No Place to Go is a 1939 American drama film, directed by Terry O. Morse and written by Fred Niblo Jr., Lee Katz and Lawrence Kimble. It was adapted from the 1924 play, Minick, written by Edna Ferber and George S. Kaufman.  The film stars Dennis Morgan, Gloria Dickson, Fred Stone, Sonny Bupp, Aldrich Bowker and Charles Halton. The film was released by Warner Bros. on September 23, 1939.

Plot
Andrew Plummer is a former soldier and boxer happily living in a home for veterans. Joe, having recently gotten a promotion at work, feels guilty that his father is living there and invites him to come live with him and his wife, Trudie. He writes in his letter that he needs his father's help at his job, as he knows his father would consider his living there a bother if it was on a regular invitation. While he enjoys it there with his friends, Andrew leaves under the impression that his son needs him. And as there is a long waiting list at the veterans home, he would be unable to return for years.

Once at Joe and Trudie's house, his good-natured but intrusive personality starts to get on the housekeepers' nerves.
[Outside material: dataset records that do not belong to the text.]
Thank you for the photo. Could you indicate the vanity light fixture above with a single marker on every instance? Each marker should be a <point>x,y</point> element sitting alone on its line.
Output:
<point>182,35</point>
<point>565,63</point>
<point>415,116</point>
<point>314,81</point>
Over time, his daughter-in-law is worn down by his erratic character. Andrew soon learns that Joe doesn't really need help, and now has a lot of time on his hands. While out on a walk he befriends Tommy, an orphan shoeshine boy who lives with his Uncle Frank. He also meets a group of elderly men in the park, who mention the Hays Home for Aged Gentlemen, where you pay $500 and they take care of you for life. Tommy casually mentions the stack of nearly one thousand dollars in Andrew's chest to his Uncle, who then plans to steal the money.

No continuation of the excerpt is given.